Menuju konten utama

Sejarah Zaman Megalitikum: Hasil Kebudayaan, Peninggalan, Fungsinya

Menurut sejarawan, peninggalan zaman megalitikum memiliki fungsi sebagai medium penghormatan, persinggahan, dan lambang kematian. Berikut penjelasannya.

Sejarah Zaman Megalitikum: Hasil Kebudayaan, Peninggalan, Fungsinya
Tim Eksplore Megalith Bondowoso (TEMB) memagari situs megalitikum dengan tali rafia di Desa Glingseran, Wringin, Bondowoso, Jawa Timur, Rabu (16/8). ANTARA FOTO/Seno

tirto.id - Peninggalan zaman megalitikum dan fungsinya memiliki peran penting dalam masa prasejarah. Sebagai bagian dari salah satu klasifikasi masa prasejarah, di zaman tersebut terdapat beberapa peninggalan berupa batu-batu besar yang dijadikan sebagai hasil kebudayaannya.

Fungsi hasil kebudayaan berupa alat dari batu ini diklaim sebagai media atau tempat beribadah dan mengenang nenek moyang dalam sistem kepercayaan animisme dan dinamisme.

Soejono dan kawan-kawan dalam Sejarah Nasional Indonesia: Zaman Prasejarah Indonesia (2010) menjelaskan, batu besar yang dijadikan bangunan tersebut adalah medium penghormatan, persinggahan, dan lambang kematian.

Melengkapi pendapat tersebut, Veni Rosfenti dalam Sejarah Indonesia (2020:10) menambahkan, hasil kebudayaan itu ternyata memiliki fungsinya masing-masing dalam beberapa upacara tertentu. Apa saja hasil kebudayaan zaman Megalitikum tersebut?

1. Menhir

Di Indonesia, menhir ditemukan di daerah Sumatera Selatan dan Kalimantan. Benda ini berbentuk menyerupai tiang atau tugu dan bahannya terbuat dari batu. Pembangunannya dimaksud sebagai lambang peringatan kepada roh atau arwah nenek moyang.

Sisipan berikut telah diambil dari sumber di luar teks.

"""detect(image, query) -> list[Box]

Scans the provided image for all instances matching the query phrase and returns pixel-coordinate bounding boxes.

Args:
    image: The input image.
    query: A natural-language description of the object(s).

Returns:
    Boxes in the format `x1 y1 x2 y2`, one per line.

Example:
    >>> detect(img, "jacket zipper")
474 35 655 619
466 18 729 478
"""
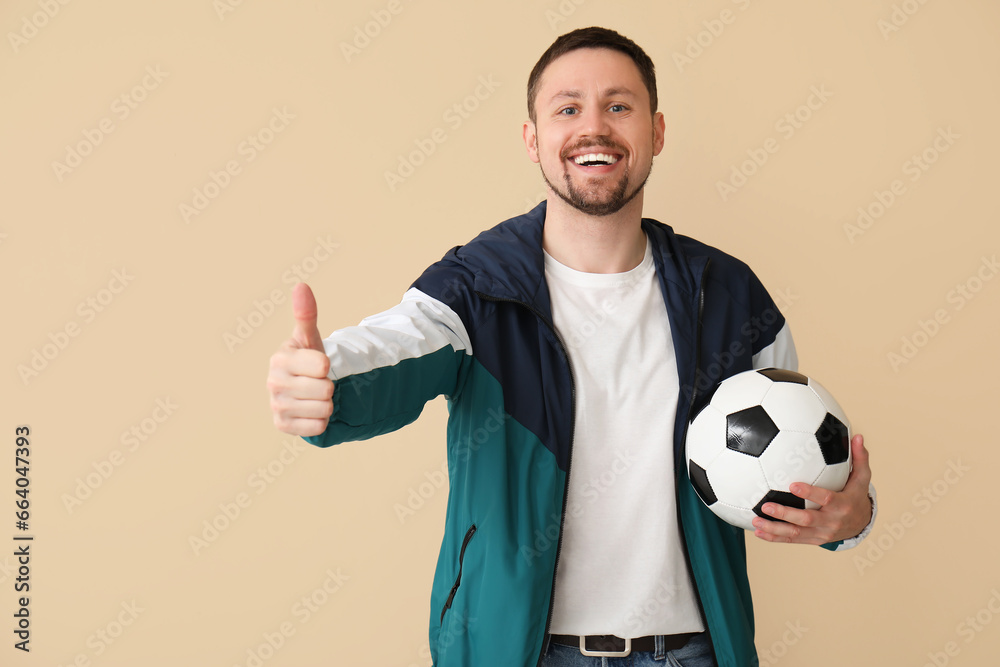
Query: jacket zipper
472 291 577 667
684 259 710 449
673 258 719 664
440 523 478 623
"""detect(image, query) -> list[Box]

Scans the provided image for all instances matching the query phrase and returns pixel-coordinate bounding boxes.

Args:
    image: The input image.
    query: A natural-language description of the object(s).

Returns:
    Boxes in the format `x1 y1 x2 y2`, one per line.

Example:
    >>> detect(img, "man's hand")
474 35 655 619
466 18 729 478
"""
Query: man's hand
752 434 873 545
267 283 335 437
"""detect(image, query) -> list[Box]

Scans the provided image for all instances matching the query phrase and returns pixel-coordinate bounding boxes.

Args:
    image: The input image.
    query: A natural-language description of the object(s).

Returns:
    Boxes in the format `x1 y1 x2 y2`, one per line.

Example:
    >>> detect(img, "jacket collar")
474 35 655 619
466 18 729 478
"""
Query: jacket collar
445 200 704 318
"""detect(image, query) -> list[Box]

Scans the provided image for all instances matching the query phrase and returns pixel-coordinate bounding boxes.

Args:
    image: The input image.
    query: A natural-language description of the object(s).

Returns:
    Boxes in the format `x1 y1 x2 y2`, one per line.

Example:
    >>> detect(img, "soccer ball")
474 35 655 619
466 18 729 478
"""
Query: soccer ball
685 368 852 531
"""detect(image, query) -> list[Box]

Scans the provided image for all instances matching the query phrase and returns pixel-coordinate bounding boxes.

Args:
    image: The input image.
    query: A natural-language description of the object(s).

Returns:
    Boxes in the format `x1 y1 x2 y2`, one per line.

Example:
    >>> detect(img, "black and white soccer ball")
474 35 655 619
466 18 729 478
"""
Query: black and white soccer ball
685 368 852 531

Bukan hanya itu, benda ini digunakan untuk mengikat binatang persembahan kepada nenek moyang. Lalu, juga dijadikan sebagai sarana tempat ibadah ketika masyarakat zaman Megalitikum ingin memuja roh pendahulunya.

2. Dolmen

Benda peninggalan kebudayaan yang satu ini berbentuk seperti meja dari batu besar. Permukaan atau bagian atasnya yang rata diduga dijadikan tempat menaruh roh, duduk ketua suku, dan tempat meletakkan persembahan. Bagian bawah batu datar tersebut, terdapat penyangga di bawahnya yang berjumlah empat buah.

3. Punden Berundak-undak

Peninggalan budaya zaman Megalitikum ini berupa bangunan bertingkat, terdiri atas tumpukan batu. Bentuknya yang tinggi ini membuat bangunan ini memiliki tanjakan-tanjakan kecil yang bahannya dari batu.

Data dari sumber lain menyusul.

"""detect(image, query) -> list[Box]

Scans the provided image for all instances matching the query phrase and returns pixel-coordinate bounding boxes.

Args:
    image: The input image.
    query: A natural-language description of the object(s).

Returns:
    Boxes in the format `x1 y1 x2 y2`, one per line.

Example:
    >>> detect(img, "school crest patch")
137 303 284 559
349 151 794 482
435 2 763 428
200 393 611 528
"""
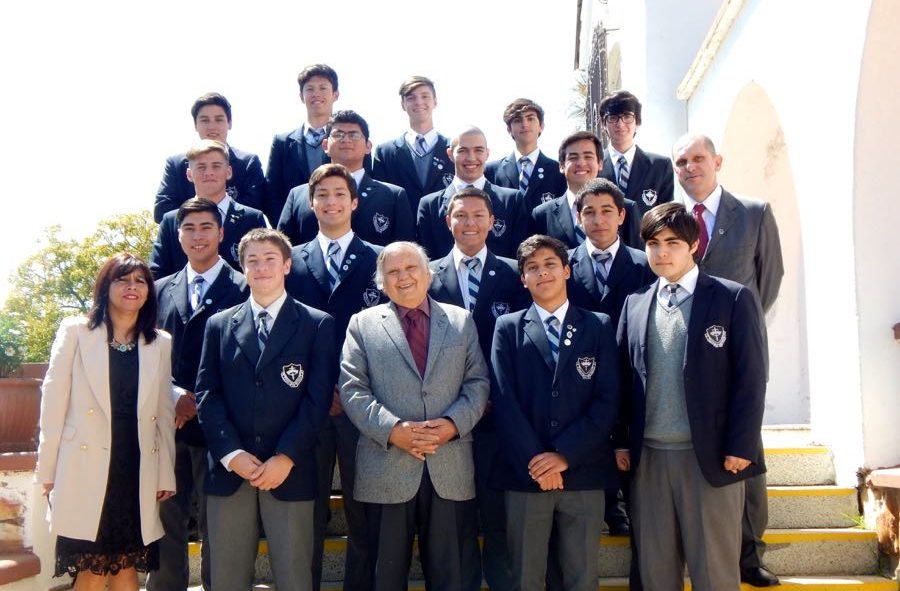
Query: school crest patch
281 363 304 388
229 243 240 263
704 325 727 348
576 356 596 380
641 189 658 207
541 192 556 203
363 287 380 307
492 219 507 237
491 302 510 318
373 213 390 233
442 172 454 187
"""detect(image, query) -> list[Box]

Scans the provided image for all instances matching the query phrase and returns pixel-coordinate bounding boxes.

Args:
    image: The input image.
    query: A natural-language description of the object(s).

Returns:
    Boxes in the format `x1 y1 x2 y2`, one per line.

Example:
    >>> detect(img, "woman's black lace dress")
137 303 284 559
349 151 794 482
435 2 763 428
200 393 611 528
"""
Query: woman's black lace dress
55 345 159 578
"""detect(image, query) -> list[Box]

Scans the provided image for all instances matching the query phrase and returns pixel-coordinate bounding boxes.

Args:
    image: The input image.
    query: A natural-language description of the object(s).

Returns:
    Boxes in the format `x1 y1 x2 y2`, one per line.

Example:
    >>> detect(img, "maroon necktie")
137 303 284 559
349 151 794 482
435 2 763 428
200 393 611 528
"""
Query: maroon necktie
693 203 709 259
403 309 428 376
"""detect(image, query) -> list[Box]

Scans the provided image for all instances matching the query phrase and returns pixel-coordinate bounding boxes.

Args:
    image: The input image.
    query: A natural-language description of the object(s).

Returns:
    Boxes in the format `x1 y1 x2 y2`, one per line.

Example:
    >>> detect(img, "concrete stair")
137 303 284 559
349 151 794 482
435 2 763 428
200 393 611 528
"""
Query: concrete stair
183 426 897 590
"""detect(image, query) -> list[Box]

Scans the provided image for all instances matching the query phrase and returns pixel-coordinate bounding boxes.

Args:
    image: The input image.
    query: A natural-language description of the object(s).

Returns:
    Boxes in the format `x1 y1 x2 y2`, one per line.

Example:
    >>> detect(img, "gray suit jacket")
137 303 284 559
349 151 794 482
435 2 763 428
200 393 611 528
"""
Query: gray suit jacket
682 188 784 313
339 298 489 504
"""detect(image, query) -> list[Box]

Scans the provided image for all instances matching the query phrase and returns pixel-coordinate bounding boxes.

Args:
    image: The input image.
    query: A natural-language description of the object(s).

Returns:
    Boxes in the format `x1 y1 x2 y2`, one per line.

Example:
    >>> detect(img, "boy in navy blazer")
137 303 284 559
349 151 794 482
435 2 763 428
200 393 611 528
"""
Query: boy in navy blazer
532 131 643 250
154 92 266 222
150 140 267 279
196 228 336 591
485 98 566 213
265 64 340 223
372 76 454 217
598 91 674 218
427 187 531 591
417 126 528 259
617 202 766 591
278 110 415 248
283 163 385 591
491 235 620 591
149 198 249 591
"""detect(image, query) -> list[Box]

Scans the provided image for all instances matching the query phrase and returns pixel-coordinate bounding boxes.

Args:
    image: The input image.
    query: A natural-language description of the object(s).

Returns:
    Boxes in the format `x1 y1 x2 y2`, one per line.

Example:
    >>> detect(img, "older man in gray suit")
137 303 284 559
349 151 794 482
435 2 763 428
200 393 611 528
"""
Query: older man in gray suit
340 241 489 591
674 134 784 588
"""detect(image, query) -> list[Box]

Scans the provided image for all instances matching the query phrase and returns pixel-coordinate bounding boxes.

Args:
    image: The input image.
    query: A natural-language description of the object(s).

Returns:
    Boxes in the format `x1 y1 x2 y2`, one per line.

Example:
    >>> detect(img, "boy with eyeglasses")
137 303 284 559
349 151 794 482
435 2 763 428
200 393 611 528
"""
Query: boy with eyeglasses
598 91 674 217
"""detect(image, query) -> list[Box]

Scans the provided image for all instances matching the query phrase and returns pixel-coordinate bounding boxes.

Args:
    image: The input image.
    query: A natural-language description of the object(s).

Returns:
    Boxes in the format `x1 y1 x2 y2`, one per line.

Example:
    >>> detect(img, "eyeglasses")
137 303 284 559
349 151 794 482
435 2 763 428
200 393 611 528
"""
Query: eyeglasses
604 113 636 125
329 130 364 141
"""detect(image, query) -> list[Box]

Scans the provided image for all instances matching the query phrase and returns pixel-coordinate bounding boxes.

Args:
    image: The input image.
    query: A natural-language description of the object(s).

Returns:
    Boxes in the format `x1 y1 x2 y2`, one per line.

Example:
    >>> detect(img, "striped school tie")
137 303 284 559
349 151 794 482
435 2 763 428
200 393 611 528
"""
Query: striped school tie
546 316 561 364
464 257 481 312
518 157 532 194
617 155 630 193
415 134 428 157
190 276 205 311
592 250 612 293
257 310 270 350
326 241 342 292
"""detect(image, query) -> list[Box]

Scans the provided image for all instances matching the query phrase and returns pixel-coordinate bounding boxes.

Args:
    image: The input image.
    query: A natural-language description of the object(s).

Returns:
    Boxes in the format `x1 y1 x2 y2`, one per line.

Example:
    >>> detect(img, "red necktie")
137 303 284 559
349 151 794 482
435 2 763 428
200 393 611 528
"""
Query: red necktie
403 309 428 376
693 203 709 259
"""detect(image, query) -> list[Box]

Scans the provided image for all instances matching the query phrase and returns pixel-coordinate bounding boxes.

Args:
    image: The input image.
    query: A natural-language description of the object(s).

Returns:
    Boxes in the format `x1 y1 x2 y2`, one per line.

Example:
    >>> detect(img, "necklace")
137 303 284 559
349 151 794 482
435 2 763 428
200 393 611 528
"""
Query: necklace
109 339 136 352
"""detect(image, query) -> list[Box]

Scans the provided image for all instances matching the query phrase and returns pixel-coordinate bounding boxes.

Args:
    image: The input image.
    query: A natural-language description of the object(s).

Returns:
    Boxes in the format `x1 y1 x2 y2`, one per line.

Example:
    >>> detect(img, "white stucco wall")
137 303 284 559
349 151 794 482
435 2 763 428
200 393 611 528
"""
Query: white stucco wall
681 0 875 483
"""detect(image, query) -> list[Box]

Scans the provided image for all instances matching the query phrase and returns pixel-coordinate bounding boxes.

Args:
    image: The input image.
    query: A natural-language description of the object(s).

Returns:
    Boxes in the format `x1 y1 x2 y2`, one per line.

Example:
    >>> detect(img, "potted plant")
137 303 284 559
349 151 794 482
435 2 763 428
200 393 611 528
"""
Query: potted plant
0 311 42 453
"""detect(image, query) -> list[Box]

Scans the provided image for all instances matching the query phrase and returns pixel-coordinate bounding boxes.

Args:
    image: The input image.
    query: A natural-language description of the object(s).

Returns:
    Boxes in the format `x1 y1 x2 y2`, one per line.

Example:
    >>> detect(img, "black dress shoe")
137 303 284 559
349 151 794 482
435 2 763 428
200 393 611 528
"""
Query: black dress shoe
741 566 780 587
609 522 631 536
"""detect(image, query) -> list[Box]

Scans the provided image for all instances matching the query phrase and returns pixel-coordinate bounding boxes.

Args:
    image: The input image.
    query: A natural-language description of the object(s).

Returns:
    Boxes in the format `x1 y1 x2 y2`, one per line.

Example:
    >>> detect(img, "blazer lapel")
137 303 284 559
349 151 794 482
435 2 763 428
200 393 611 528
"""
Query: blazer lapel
257 298 301 373
685 273 714 369
82 326 111 420
289 128 309 173
704 191 739 260
523 306 555 371
473 252 502 313
302 240 332 295
625 148 649 201
553 199 577 243
499 155 518 187
632 282 657 371
231 303 261 368
554 307 584 382
603 246 629 296
432 255 465 308
193 265 230 319
137 335 160 412
571 245 603 303
167 270 190 323
380 303 422 377
336 236 369 288
422 300 450 383
424 135 450 190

Diduga, pada zaman dahulu tingkatan teratas punden berundak-undak adalah tempat yang paling suci dan digunakan sebagai tempat memuja roh pendahulu. Bukan hanya dugaan tersebut, bentuk batu bertumpuk ini juga diklaim sebagai asal-usul penciptaan bangunan candi seiring perkembangannya.

4. Kubur Peti

Seperti namanya, benda ini berbentuk peti dan digunakan untuk menaruh jenazah seseorang. Batu yang dibuat dalam bentuk persegi panjang ini nantinya dikubur dan dipendam di dalam tanah setelah dimasukkan jenazah. Di Indonesia, benda ini pernah ditemukan di Kuningan, Jawa Barat.

5. Waruga

Fungsi peninggalan kebudayaan ini sama dengan kubur peti yang dijelaskan sebelumnya. Namun, pembedanya adalah bentuk bendanya. Waruga digambarkan berbentuk bulat atau kubus dan di atasnya terdapat atap yang terlihat seperti genteng rumah (segitiga).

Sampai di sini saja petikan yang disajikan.